保存行為は設備の変更を伴わない小規模なリフォーム・修繕や、不法占拠された場合に明け渡し請求することなどが挙げられます。
使用行為も所有権の割合に関係なく認められていますが、複数の方が使用を希望する場合は話し合いが必要です。
賃貸物件として短期間貸し出したり、資産価値を上げるためにリノベーションをおこなったりする行為は「管理行為」と呼ばれます。
管理行為は共有持分の過半数があれば可能で、2人が半分ずつ所有権を持っている場合は相手の合意を得なければいけません。
共有持分を持つ方全員の同意が必要なのは、建物の解体・売却といった「処分行為」や「変更行為」です。
短期間賃貸物件にすることは管理行為とみなされますが、長期にわたって賃貸物件にして収益を上げるのは変更行為とみなされるため、全員の同意を得なければなりません。

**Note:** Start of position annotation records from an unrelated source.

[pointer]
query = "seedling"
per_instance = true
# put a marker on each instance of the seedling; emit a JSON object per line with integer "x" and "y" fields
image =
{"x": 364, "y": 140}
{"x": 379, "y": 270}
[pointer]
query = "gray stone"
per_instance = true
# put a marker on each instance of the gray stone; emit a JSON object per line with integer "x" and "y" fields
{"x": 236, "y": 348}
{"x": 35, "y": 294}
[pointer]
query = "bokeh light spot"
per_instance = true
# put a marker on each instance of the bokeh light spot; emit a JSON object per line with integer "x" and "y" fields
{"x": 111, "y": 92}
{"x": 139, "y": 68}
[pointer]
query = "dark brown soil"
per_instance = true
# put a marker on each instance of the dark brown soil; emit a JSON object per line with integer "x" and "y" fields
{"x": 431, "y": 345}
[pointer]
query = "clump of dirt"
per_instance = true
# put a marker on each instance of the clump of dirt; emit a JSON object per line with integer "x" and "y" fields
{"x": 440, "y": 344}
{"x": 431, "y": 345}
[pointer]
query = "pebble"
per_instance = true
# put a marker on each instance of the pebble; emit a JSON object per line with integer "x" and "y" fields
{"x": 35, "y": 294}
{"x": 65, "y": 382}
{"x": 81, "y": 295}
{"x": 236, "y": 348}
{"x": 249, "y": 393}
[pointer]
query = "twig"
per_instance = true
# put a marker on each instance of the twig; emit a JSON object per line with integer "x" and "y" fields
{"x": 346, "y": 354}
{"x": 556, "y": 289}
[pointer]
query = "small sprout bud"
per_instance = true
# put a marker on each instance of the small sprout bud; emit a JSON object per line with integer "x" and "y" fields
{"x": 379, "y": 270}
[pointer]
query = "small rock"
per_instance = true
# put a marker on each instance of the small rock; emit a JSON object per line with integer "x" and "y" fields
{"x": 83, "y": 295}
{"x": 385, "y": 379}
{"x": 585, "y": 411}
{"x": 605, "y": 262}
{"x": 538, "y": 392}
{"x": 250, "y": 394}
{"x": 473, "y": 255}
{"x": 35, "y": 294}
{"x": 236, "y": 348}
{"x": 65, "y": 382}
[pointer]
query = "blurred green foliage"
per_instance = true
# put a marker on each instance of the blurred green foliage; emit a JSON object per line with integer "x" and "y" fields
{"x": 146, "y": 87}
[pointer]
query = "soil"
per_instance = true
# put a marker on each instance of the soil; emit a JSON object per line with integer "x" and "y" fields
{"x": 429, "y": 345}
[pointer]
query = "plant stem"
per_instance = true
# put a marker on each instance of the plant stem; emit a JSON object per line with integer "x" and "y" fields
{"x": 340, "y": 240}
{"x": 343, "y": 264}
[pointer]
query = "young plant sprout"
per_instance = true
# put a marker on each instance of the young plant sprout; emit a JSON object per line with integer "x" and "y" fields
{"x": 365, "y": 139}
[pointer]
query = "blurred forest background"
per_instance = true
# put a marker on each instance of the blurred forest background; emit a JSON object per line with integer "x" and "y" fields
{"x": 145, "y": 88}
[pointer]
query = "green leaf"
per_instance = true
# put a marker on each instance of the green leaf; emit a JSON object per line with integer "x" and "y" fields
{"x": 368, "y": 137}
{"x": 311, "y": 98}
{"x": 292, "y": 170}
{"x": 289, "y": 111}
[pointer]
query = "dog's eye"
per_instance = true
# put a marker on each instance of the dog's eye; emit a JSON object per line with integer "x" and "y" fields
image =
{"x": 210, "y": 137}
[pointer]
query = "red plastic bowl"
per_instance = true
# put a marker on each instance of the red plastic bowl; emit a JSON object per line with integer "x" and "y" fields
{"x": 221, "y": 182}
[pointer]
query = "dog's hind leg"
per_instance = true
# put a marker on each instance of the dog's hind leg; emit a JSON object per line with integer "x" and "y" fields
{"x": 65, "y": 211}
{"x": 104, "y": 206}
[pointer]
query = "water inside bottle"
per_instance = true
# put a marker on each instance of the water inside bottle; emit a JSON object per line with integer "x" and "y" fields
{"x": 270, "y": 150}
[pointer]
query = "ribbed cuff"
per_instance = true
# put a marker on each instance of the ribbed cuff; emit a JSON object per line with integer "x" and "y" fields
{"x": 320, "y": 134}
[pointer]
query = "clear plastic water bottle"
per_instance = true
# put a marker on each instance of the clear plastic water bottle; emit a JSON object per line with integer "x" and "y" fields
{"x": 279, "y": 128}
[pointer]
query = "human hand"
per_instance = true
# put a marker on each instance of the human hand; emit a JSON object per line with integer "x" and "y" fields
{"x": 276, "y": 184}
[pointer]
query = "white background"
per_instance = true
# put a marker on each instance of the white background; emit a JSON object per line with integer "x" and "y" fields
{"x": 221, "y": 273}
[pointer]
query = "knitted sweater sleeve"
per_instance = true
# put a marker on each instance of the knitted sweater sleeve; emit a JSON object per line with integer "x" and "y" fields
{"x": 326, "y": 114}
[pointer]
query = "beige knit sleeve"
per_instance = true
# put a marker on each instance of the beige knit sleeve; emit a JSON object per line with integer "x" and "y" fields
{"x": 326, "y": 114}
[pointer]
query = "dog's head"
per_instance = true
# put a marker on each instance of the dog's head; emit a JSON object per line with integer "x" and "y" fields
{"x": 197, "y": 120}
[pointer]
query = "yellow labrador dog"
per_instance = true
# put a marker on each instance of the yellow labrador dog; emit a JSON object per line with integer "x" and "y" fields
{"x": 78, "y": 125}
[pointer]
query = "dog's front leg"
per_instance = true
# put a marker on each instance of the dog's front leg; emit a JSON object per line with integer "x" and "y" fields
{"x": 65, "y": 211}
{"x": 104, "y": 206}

相続で不動産の共有持分ができた際に想定されるトラブル

共有持分で発生しうる主なトラブルが、売却したいのに他の方の合意を得られないことです。
とくに遠くに住んでいる親族と連絡が取れない、相続人が多く存在するケースだと苦労することになるでしょう。
2次相続・3次相続で所有者が数十人以上いる「メガ共有」状態になっている不動産もあります。
固定資産税の負担・賃貸借契約などの不動産管理が煩わしくなり、共有状態を解消したい場合もトラブルになりやすいです。
分割の話し合いがまとまらない場合、裁判所に合理的な判断をあおぐ「共有物分割請求」と呼ばれる方法があります。

まとめ

不動産を相続する場合、複数人の方で共有持分を持ち合うことになる場合があります。
補修などは共有人1人でおこなえますが、売却などは共有人全員の合意を得るまでおこなえません。
そのため、売却したいのに共有人全員と連絡が取れないといったトラブルが起きることも考えられます。